Terminator instructions
The terminator instructions are: ‘ret’, ‘br’, ‘switch’, ‘indirectbr’, ‘invoke’, ‘callbr’ ‘resume’, ‘catchswitch’, ‘catchret’, ‘cleanupret’, and ‘unreachable’.
ret
return a value from a function.
_syntax
```text
ret <type> <value>
```
_use-cases
```llvm-ir
ret void
ret i64 %_0
ret i32 0
ret { i32, i8 } { i32 4, i8 2 } ; a struct with fields of i32 and i8
```
The return type must be of a first class type so basically it must be of the primitive types `i8`,`i32`,`i32`,`float` etc.
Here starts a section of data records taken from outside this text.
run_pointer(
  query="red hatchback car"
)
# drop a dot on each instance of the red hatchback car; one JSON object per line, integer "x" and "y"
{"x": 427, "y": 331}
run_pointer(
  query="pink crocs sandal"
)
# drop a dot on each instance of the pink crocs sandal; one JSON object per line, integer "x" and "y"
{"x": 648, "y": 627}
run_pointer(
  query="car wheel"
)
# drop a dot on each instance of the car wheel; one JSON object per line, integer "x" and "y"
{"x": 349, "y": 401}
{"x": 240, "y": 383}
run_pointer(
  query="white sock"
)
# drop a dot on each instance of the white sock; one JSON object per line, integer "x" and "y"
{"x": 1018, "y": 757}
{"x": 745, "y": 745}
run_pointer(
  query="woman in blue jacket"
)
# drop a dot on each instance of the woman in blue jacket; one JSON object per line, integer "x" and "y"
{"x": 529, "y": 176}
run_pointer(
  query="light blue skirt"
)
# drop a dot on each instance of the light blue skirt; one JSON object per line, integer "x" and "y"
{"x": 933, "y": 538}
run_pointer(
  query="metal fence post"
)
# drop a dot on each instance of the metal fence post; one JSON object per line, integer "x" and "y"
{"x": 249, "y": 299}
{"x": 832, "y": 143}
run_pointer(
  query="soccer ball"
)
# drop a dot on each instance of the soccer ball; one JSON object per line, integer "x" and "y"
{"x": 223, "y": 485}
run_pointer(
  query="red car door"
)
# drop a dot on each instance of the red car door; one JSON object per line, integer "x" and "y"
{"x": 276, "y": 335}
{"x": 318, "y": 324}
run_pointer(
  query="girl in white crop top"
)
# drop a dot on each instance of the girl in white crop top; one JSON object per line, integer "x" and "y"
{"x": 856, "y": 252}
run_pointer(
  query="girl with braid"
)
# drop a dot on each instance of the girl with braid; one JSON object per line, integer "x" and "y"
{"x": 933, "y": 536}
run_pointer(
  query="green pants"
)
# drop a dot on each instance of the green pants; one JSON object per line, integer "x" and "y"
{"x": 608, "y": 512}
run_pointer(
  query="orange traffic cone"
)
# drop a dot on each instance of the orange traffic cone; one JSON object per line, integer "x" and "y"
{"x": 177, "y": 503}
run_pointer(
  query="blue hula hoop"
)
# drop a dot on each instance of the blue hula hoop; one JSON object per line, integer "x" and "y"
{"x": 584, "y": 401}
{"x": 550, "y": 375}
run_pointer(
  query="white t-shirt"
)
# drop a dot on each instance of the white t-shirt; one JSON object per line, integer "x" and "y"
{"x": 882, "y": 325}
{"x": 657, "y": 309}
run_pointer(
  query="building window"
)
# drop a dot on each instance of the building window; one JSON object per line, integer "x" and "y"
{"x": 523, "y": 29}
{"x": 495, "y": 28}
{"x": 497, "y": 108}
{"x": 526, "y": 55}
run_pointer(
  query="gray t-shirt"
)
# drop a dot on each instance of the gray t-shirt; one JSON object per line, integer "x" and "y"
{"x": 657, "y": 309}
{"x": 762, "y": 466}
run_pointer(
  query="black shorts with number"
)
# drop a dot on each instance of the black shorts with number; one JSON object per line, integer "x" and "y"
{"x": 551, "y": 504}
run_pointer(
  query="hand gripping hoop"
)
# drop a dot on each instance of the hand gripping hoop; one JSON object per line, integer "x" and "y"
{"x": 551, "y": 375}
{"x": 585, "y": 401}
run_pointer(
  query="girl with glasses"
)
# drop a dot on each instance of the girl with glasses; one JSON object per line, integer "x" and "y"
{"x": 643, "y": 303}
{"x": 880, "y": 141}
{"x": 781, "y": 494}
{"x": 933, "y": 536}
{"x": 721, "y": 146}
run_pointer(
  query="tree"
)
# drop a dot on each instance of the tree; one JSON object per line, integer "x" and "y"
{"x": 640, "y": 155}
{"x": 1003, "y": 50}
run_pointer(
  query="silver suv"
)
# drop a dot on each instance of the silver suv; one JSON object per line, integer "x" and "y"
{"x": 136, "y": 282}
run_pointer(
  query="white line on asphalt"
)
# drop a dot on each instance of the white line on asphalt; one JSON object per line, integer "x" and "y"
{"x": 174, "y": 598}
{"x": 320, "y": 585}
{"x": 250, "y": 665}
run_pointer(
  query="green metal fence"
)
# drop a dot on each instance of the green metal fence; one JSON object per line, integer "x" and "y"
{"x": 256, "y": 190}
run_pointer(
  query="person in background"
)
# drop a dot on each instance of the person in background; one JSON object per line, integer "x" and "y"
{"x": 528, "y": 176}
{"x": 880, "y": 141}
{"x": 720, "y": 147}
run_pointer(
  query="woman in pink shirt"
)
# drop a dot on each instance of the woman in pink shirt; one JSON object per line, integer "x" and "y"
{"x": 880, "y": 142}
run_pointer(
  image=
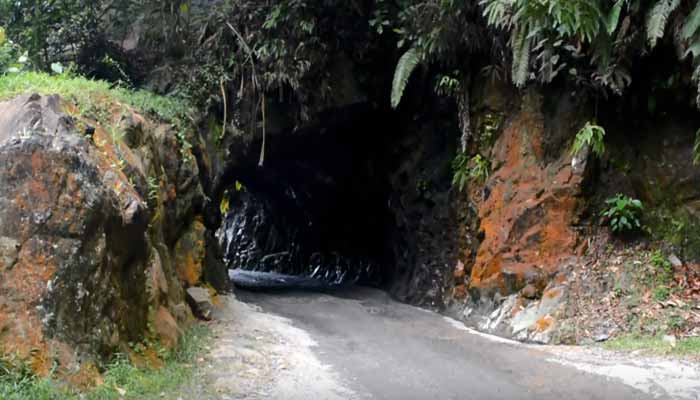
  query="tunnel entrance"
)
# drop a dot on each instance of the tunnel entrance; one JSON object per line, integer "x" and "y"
{"x": 319, "y": 206}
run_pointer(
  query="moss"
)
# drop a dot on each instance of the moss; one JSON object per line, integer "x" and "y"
{"x": 655, "y": 345}
{"x": 87, "y": 94}
{"x": 122, "y": 379}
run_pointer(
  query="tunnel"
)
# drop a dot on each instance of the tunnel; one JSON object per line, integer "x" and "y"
{"x": 361, "y": 196}
{"x": 319, "y": 205}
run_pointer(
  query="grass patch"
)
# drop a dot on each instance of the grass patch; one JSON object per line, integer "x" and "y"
{"x": 87, "y": 93}
{"x": 122, "y": 380}
{"x": 654, "y": 345}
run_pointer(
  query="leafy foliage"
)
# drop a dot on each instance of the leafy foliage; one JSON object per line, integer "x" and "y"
{"x": 590, "y": 136}
{"x": 407, "y": 64}
{"x": 657, "y": 18}
{"x": 623, "y": 213}
{"x": 465, "y": 169}
{"x": 122, "y": 380}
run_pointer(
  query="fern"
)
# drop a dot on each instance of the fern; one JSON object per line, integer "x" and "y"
{"x": 614, "y": 17}
{"x": 657, "y": 18}
{"x": 407, "y": 64}
{"x": 497, "y": 12}
{"x": 521, "y": 56}
{"x": 691, "y": 24}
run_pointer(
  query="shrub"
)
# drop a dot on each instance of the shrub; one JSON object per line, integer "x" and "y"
{"x": 465, "y": 169}
{"x": 623, "y": 213}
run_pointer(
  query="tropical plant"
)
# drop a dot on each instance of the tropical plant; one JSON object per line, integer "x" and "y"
{"x": 407, "y": 64}
{"x": 467, "y": 169}
{"x": 590, "y": 136}
{"x": 623, "y": 213}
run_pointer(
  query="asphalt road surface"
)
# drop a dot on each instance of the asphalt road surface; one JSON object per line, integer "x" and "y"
{"x": 382, "y": 349}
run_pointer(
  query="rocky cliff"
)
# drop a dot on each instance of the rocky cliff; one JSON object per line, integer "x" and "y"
{"x": 100, "y": 232}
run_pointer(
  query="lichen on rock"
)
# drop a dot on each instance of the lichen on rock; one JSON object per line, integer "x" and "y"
{"x": 84, "y": 249}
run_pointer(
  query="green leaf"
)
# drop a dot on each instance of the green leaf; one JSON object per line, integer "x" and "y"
{"x": 614, "y": 17}
{"x": 405, "y": 67}
{"x": 57, "y": 68}
{"x": 657, "y": 18}
{"x": 692, "y": 23}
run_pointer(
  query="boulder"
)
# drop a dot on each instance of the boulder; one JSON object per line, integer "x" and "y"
{"x": 84, "y": 252}
{"x": 201, "y": 302}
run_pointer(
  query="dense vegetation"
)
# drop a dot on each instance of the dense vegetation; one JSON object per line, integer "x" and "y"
{"x": 221, "y": 52}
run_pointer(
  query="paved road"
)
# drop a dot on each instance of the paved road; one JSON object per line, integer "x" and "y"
{"x": 386, "y": 350}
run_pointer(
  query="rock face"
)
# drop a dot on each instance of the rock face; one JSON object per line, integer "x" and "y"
{"x": 527, "y": 213}
{"x": 529, "y": 206}
{"x": 88, "y": 229}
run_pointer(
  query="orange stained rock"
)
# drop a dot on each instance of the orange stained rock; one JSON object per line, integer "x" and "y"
{"x": 526, "y": 219}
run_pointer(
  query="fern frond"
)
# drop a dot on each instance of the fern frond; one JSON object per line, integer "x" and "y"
{"x": 657, "y": 18}
{"x": 405, "y": 67}
{"x": 691, "y": 24}
{"x": 521, "y": 56}
{"x": 614, "y": 16}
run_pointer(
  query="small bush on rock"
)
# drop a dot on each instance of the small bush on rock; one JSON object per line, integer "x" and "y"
{"x": 623, "y": 213}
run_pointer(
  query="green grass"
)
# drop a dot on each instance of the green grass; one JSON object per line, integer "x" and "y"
{"x": 654, "y": 345}
{"x": 87, "y": 94}
{"x": 120, "y": 374}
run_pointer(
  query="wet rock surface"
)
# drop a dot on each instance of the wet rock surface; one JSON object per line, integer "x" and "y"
{"x": 86, "y": 244}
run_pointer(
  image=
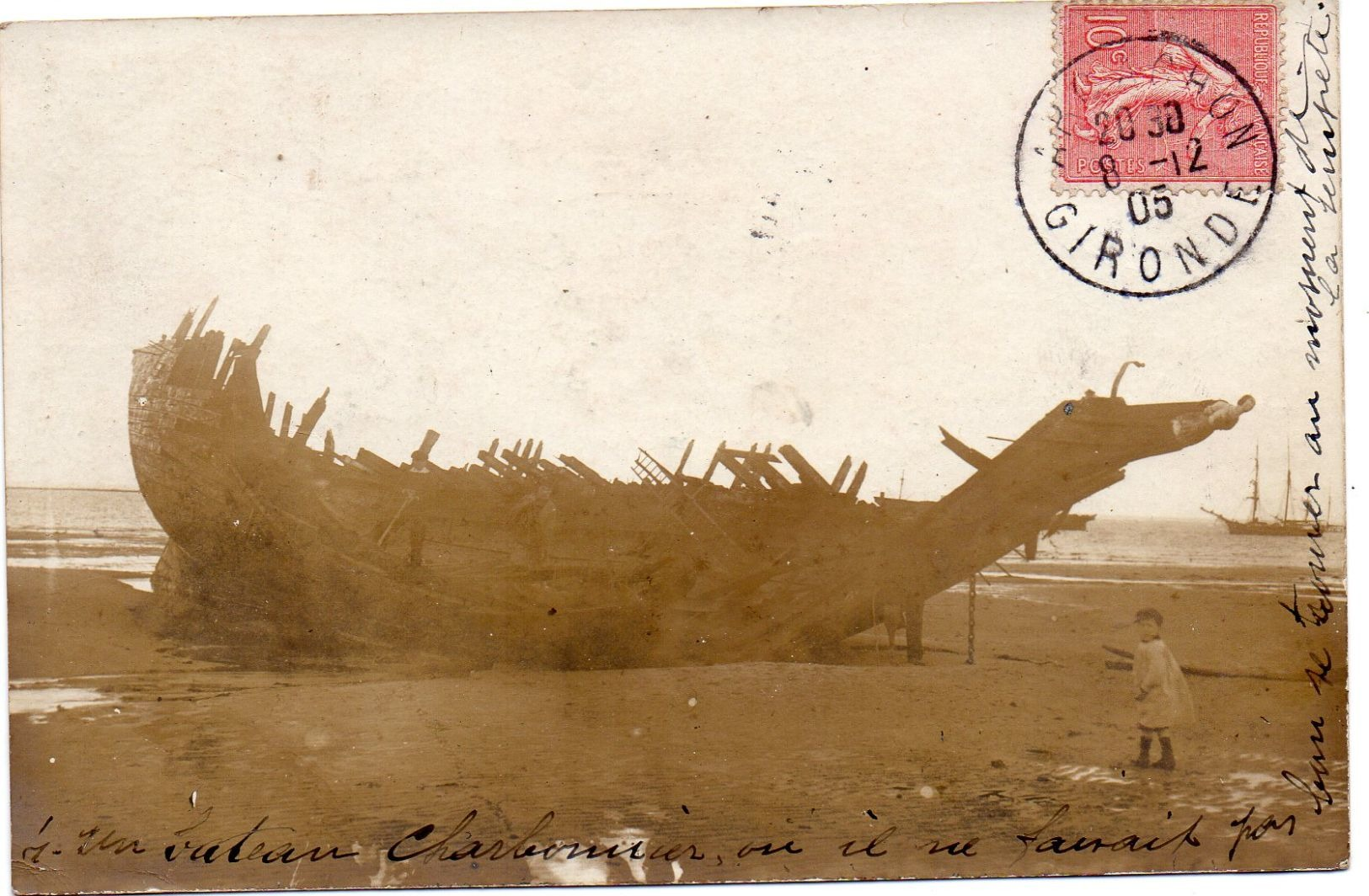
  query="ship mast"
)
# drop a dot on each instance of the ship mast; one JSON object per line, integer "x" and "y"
{"x": 1287, "y": 488}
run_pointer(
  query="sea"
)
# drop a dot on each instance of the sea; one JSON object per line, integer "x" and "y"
{"x": 80, "y": 528}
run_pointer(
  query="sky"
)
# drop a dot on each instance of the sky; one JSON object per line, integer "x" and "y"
{"x": 606, "y": 232}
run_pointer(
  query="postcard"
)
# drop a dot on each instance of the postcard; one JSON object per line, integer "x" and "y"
{"x": 674, "y": 446}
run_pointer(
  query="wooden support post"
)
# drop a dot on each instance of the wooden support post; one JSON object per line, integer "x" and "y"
{"x": 970, "y": 655}
{"x": 913, "y": 631}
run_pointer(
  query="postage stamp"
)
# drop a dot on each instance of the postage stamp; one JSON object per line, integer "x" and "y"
{"x": 1186, "y": 94}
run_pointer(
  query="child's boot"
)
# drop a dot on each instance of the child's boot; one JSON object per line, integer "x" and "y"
{"x": 1167, "y": 755}
{"x": 1143, "y": 760}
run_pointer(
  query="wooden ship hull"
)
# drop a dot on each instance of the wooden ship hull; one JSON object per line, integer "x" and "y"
{"x": 521, "y": 558}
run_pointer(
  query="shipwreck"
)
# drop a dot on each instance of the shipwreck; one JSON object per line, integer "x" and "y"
{"x": 521, "y": 557}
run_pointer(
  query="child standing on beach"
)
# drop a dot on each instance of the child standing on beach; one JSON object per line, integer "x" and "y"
{"x": 1163, "y": 699}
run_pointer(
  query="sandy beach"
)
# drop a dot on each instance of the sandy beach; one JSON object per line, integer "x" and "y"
{"x": 136, "y": 746}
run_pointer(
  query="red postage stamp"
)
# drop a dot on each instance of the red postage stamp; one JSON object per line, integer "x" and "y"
{"x": 1178, "y": 94}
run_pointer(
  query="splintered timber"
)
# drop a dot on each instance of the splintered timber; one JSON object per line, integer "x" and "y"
{"x": 521, "y": 558}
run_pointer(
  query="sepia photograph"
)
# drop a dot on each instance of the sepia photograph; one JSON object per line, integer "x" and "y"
{"x": 650, "y": 446}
If it is an aggregate type like a struct of some sort it must be delineated to illustrate the individual types within the aggregate type.
br
branch conditionally or unconditionally from a block.
_syntax
;conditional branch
br i1 <cond>, label <iftrue>, label <iffalse>
; unconditional branch
br label %block
_use-cases
br label %bb14
br i1 %_2, label %bb2, label %bb3
switch
_syntax
switch <intty> <value>, label <defaultdest> [ <intty> <val>, label <dest> ... ]
_use-cases
switch i64 %_2, label %bb1 [
i64 0, label %bb5
i64 1, label %bb4
i64 2, label %bb3
i64 3, label %bb2
]
From the langref :- “Depending on properties of the target machine and the particular switch instruction, this instruction may be code generated in different ways. For example, it could be generated as a series of chained conditional branches or with a lookup table.”
Linkages
These appear to be information being passed to the linker.